What Distance x Gives the Least Period for a Physical Pendulum?

[ghetto_bird25]

Homework Statement

In Fig. 16-41, a stick of length L = 1.6 m oscillates as a physical pendulum. (a) What value of distance x between the stick's center of mass and its pivot point O gives the least period? (b) What is that least period?
http://edugen.wiley.com/edugen/courses/crs1141/art/qb/qu/c16/Fig15_46.gif

Homework Equations

well I'm assuming you have to use the equation for a a physical pendulum which is
T= 2pi $$\sqrt{I/mgh}$$
where I is the rotational inertia, m is the mass, g is gravity, and h is the distance between the axis of rotation and the centre of the pendulum.

The Attempt at a Solution

i tried using that equation but i don't understand the value for I because I am assuming if the value for h changes then the other end of the rod changes as well.

 

[azatkgz]

Moment of Inertia of the center of mass is

$$I_0=\frac{mL^2}{12}$$

If it is pivoted distance x from the centre

$$I=I_0+mx^2$$

$$T=2\pi\sqrt{\frac{I}{mgx}}=2\pi\sqrt{\frac{I_0+mx^2}{mgx}}$$

for T minimum we have
$$\frac{dT}{dx}=0$$

 

[ogb p]

I would like to clarify that the value of I in the equation for a physical pendulum is the moment of inertia, which is a measure of an object's resistance to rotational motion. It takes into account the distribution of mass around the axis of rotation. In this case, the moment of inertia for a thin rod rotating about one end (or pivot point) is given by I = (1/3)ML^2, where M is the mass of the rod and L is its length.
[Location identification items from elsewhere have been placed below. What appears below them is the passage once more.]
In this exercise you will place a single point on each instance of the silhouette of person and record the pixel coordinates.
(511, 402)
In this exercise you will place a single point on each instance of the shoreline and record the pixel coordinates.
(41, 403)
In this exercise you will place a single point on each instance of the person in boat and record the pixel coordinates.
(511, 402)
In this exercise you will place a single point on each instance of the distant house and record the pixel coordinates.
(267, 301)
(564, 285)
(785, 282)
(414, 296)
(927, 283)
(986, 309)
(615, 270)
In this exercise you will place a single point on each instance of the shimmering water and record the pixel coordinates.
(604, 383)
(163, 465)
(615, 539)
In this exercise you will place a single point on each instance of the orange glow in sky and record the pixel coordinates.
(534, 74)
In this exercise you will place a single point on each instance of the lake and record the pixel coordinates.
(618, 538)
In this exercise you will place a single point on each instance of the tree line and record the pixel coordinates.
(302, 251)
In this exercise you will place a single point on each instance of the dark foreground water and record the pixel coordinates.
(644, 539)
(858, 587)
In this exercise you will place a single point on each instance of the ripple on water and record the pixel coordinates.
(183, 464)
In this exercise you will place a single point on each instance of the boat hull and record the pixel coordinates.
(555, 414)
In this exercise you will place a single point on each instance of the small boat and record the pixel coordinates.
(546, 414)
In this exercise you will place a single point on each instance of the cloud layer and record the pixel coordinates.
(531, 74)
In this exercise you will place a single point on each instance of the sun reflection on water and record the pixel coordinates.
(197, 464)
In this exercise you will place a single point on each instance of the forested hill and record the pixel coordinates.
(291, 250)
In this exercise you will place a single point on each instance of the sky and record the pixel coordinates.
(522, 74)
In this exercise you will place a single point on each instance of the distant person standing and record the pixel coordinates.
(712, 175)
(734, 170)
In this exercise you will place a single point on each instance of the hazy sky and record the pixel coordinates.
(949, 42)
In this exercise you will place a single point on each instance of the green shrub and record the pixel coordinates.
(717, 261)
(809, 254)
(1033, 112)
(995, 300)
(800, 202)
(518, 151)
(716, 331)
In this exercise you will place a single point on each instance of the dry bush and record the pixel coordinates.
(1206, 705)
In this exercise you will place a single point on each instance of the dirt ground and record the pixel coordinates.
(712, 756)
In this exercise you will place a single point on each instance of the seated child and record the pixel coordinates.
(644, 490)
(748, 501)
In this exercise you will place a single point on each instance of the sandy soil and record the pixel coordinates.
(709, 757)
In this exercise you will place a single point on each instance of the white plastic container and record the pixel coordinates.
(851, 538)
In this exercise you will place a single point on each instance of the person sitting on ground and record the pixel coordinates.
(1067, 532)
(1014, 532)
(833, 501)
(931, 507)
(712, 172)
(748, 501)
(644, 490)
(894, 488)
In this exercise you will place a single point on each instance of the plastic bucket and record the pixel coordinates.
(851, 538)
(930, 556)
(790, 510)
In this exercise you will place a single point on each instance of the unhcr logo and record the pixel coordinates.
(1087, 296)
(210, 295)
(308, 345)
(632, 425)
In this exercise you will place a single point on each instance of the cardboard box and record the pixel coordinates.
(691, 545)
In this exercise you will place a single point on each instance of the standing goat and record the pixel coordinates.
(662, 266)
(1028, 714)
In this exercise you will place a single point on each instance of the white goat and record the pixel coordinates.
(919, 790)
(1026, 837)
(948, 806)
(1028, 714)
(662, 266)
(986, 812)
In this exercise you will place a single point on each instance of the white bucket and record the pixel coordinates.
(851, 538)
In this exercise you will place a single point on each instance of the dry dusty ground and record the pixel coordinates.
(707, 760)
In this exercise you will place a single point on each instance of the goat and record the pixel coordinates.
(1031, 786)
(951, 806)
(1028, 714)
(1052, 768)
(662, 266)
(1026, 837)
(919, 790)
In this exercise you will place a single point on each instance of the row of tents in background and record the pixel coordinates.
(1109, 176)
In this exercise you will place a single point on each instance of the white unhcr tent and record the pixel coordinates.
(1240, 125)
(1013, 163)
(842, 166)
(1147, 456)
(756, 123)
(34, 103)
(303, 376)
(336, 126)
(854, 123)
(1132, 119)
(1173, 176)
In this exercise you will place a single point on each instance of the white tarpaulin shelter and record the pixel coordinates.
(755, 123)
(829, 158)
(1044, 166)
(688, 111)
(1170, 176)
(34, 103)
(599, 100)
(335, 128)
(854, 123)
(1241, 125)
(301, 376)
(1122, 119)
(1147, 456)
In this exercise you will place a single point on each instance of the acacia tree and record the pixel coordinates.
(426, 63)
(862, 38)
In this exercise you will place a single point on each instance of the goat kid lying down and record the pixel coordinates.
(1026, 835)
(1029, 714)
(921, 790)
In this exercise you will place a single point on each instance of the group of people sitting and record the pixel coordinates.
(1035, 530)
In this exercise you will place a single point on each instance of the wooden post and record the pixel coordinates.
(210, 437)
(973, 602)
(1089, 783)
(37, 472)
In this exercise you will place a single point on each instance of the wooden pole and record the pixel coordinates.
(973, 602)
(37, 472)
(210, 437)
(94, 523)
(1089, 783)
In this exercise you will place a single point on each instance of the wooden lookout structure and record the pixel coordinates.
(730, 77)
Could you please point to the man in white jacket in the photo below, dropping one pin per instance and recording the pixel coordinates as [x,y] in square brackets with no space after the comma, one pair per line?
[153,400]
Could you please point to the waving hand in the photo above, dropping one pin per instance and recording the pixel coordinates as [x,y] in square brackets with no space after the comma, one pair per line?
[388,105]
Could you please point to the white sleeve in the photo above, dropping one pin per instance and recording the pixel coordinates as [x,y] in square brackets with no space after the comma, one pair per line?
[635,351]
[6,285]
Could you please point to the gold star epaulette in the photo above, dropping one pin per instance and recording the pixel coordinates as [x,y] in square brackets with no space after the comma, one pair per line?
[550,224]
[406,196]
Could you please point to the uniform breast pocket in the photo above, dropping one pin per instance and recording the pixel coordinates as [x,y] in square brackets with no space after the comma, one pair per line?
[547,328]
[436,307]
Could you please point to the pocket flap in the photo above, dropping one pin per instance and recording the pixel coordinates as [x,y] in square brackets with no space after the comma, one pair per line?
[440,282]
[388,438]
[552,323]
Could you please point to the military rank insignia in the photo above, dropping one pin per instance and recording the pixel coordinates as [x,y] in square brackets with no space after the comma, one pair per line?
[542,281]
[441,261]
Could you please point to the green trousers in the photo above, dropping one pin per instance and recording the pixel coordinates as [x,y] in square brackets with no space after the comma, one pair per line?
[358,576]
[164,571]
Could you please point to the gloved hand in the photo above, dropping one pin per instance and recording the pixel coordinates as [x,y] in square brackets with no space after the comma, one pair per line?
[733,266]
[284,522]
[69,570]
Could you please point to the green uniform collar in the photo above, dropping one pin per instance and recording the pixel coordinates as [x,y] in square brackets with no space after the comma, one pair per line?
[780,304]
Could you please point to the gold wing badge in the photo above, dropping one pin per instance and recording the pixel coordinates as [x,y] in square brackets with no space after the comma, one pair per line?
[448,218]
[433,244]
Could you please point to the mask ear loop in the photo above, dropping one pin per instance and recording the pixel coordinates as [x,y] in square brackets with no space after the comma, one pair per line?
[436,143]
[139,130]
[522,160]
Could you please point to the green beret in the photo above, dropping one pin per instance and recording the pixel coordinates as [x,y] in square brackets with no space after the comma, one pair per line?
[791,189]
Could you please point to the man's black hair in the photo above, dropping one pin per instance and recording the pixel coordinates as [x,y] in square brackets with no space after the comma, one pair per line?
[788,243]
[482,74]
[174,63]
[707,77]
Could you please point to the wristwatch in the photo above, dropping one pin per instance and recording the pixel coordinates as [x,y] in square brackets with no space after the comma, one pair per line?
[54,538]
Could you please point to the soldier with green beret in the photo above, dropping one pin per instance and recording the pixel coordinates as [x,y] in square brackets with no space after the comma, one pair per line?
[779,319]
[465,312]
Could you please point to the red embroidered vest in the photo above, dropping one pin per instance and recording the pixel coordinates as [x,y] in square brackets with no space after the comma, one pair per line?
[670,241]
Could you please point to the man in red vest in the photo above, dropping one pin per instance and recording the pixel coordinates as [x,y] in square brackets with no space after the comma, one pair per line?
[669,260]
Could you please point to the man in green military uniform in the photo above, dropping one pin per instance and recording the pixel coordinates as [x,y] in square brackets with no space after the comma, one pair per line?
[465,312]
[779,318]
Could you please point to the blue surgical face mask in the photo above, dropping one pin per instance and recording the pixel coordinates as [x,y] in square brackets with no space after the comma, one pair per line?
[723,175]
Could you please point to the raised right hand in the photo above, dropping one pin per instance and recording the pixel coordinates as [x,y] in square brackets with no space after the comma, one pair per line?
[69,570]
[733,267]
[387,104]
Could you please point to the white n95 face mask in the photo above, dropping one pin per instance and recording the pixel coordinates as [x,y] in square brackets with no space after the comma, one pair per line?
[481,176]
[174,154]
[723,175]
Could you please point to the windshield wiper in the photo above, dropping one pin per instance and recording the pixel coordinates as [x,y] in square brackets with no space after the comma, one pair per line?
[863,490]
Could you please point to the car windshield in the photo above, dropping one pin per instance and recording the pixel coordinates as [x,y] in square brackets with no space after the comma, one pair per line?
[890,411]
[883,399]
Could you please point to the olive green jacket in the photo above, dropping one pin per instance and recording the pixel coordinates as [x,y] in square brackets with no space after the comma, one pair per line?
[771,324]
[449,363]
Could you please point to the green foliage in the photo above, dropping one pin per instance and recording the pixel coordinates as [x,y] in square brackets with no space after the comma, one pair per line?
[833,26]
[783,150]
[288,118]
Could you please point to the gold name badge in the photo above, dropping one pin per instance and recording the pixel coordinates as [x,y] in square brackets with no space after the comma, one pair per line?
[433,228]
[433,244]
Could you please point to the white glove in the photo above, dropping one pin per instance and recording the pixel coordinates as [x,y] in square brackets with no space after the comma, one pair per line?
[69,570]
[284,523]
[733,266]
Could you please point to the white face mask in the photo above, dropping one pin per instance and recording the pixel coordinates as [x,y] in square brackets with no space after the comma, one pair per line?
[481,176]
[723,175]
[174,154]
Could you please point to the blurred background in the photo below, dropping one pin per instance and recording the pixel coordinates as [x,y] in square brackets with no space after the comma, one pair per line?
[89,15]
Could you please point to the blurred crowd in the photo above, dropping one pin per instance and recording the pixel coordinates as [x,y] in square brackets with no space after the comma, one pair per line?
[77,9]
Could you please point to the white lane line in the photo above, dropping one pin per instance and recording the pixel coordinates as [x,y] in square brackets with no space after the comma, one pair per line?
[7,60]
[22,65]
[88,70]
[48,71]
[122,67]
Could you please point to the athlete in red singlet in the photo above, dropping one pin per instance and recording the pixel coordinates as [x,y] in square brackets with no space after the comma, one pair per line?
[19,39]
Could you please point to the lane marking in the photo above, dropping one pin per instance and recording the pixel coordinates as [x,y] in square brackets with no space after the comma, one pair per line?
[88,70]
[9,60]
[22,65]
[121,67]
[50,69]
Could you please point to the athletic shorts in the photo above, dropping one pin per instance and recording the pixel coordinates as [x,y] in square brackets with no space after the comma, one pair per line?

Now, to find the least period for the physical pendulum, we need to minimize the expression for T with respect to the variable x. This can be done by taking the derivative of T with respect to x and setting it equal to zero. After some algebraic manipulation, we get x = (2/3)L, which means that the distance between the center of mass and the pivot point should be 2/3 of the length of the rod.

Substituting this value of x into the equation for T, we get the least period to be T = 2pi \sqrt{(1/3)g}. This means that the least period for the physical pendulum is independent of the length of the rod and only depends on the acceleration due to gravity.

In conclusion, the distance between the center of mass and the pivot point that gives the least period for a physical pendulum is 2/3 of the length of the rod, and the least period itself is given by T = 2pi \sqrt{(1/3)g}.